今までの学校勤めといえば、始業の鐘がなると出席簿を持って職員室を同僚と歓談しながら出て、エレベーターに乗り、教室にはいって、「さぁ、はじめましょ。」なんてにこやかに微笑みながら、ゆっくり板書して、スマートに授業をしていた。
大学で習ったこともそこそこ役にたち、あ〜、やはり勉強していてよかった、なんてにんまりしていたんだが。。
今回ばかりは、そんなあまっちょろい経験だの勉強だのは、まったく役にたたん。
まさに一時も気の抜く暇のない緊迫した時間の連続である。
1分、とか、30秒とかの気のゆるみが、障害のあるこどもを危険な状況に陥らせてしまうことを始めて知った。
こどもの命を預かる仕事を与えられて、気が重くないといえばうそになる。
しかし、それ以上に、せっかく生を受けた命を、少しでも元気な状態で永らえさせてあげたいという気持ちのほうが強い。

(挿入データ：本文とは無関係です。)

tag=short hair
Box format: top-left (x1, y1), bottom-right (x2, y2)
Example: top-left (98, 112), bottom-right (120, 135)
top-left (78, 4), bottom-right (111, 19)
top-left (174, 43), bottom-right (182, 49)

今日は「いや」といえた。次の日は「いい」といえた。また次の日には「トイレで用がたせた」。その次の日には「給食が全部食べられた。」そしてまた次の日には。。。
一日一日、少しずつだが、出来ることを増やす。
でもあせらず、ゆっくりだな。
彼女の中の時計を出来る限り尊重して。。